Theorie achter dit soort kuren is dat het lichaam regelmatig moet gezuiverd worden van allerlei schadelijke afvalstoffen of ‘slakken’ die we via onze voeding, de omgeving, enz. binnenkrijgen. 

Men doelt dan op onder meer;
-conserveringsmiddelen, 
-kleur- en smaakstoffen, 
-suiker, 
-nicotine, 
-alcohol, 
-koffie enz., 
-maar ook op allerlei chemicaliën die in het lichaamsvet worden opgeslagen, zoals PCB’s, pesticiden en zware metalen. 

Volgens deze theorie zou het energieniveau van onze cellen verstoord worden door die afvalstoffen, waardoor de stofwisseling vertraagt en het vet niet meer goed wordt verbrand. 

Hierdoor worden we niet alleen dikker, maar kunnen ook allerlei vervelende ziektetoestanden ontstaan, zoals (chronische) vermoeidheid, futloosheid, hoofdpijn, stress, concentratieproblemen, een vale huid, enz. 

‘Ontgiften’ of ‘ontslakken’ zou dan nodig zijn om de cellen te zuiveren, het energieniveau van ons lichaam te herstellen en onze gezondheid te bevorderen. 

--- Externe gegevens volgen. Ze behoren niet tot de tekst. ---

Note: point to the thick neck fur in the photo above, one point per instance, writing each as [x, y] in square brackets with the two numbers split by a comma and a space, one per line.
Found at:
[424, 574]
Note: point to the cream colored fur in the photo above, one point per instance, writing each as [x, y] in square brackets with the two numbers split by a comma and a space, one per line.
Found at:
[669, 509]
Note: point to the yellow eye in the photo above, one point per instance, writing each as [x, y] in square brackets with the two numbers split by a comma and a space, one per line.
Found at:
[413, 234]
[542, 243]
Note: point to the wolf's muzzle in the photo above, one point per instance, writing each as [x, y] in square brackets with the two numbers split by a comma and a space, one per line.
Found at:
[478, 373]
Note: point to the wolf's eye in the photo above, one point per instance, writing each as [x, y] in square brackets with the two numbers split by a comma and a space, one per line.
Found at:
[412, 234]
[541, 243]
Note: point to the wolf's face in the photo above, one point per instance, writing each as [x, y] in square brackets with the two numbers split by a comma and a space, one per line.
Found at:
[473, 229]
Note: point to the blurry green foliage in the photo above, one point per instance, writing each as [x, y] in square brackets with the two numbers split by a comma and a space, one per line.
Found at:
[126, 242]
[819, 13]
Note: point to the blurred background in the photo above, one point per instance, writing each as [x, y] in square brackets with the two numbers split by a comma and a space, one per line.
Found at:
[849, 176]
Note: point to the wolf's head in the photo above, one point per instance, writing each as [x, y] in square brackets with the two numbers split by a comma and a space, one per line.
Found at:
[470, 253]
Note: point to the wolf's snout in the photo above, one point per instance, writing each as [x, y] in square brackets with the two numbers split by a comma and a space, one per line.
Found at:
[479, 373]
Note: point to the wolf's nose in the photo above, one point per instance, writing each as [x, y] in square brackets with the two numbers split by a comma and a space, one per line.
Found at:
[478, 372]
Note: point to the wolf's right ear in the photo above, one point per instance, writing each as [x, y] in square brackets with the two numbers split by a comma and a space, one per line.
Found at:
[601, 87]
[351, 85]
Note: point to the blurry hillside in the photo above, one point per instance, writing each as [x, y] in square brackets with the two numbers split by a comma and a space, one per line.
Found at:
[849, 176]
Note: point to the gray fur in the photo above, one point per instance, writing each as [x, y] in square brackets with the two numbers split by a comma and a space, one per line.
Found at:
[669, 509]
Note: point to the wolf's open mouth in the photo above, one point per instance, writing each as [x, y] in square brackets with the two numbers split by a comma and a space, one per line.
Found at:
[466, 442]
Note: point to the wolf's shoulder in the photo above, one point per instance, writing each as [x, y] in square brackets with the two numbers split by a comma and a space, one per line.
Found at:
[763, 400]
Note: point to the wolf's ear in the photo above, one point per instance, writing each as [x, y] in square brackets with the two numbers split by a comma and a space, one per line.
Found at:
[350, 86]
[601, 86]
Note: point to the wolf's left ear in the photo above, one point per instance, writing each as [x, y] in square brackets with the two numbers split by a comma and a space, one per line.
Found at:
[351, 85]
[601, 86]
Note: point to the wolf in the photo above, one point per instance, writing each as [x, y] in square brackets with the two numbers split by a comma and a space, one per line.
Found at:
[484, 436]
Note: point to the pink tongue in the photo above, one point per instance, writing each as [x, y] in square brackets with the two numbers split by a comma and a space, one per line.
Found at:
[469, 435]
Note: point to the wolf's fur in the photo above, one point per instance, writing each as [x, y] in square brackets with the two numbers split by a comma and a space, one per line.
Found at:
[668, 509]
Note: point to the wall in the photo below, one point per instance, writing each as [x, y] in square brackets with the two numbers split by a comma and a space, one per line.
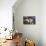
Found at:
[28, 8]
[6, 13]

Door drastisch af te vallen, wordt het probleem volgens dit principe verergerd, omdat dan de gifstoffen uit het lichaamsvet vrijkomen. De enige oplossing is lozen van het gif, zeggen zij.

De meeste ontgiftingskuren bestaan uit een periode van vasten, gevolgd door een fase waarin alleen rauwe groenten en fruit, verse sappen en veel water op het menu staan. Soms wordt dit gecombineerd met een darmspoeling en worden allerlei voedingssupplementen, actieve kool, plantenextracten enz. aanbevolen. 

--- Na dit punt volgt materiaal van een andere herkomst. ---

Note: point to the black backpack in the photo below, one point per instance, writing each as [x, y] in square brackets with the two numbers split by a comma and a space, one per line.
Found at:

*Er bestaat geen enkel wetenschappelijk bewijs dat je daardoor schadelijke stoffen kunt elimineren uit je organen en lichaamcellen. Het is nutteloos en kan zelfs schadelijk zijn. Een gezond lichaam beschikt over de nodige capaciteiten om ongewenste stoffen buiten te houden en weg te werken. Het is quasi onmogelijk en ook niet nodig om deze processen extra te stimuleren.*

Het pleidooi om meer (rauwe) groenten en fruit te eten of om een paar weken geen alcohol en koffie te drinken is positief. 
Maar één of enkele keren per jaar een ‘ontslakkingskuur’ doen, kan ongezonde eet- en leefgewoonten niet goedmaken. 

*Ook het verband tussen die ‘afvalstoffen’ en overgewicht is niet bewezen.

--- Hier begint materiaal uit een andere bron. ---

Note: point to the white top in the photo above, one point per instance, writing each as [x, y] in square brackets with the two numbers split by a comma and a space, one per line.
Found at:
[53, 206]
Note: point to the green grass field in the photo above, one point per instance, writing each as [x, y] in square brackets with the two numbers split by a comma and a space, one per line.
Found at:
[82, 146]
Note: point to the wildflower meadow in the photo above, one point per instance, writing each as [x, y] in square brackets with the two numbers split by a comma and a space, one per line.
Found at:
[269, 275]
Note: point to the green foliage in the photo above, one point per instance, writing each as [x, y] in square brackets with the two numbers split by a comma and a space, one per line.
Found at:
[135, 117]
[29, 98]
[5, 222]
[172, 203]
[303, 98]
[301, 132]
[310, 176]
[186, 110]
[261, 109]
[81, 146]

*Verschillende dagen niet eten, maaltijden overslaan of extreem weinig eten, zoals ontslakkingskuren dikwijls voorschrijven, is bovendien ongezond en kan zonder medische begeleiding of opvolging zelfs gevaarlijk zijn. 

Een sapdieet kan bijvoorbeeld het evenwicht van de darmflora ernstig verstoren en zelfs tot een spastische darm leiden. Dat geldt in het bijzonder voor zwangere vrouwen, bejaarden, mensen met een of andere chronische aandoening (zoals diabetes, hart-, lever- of nieraandoeningen…). Als je toch zo’n kuur wil doen, beperk het dan tot maximum 2 weken. 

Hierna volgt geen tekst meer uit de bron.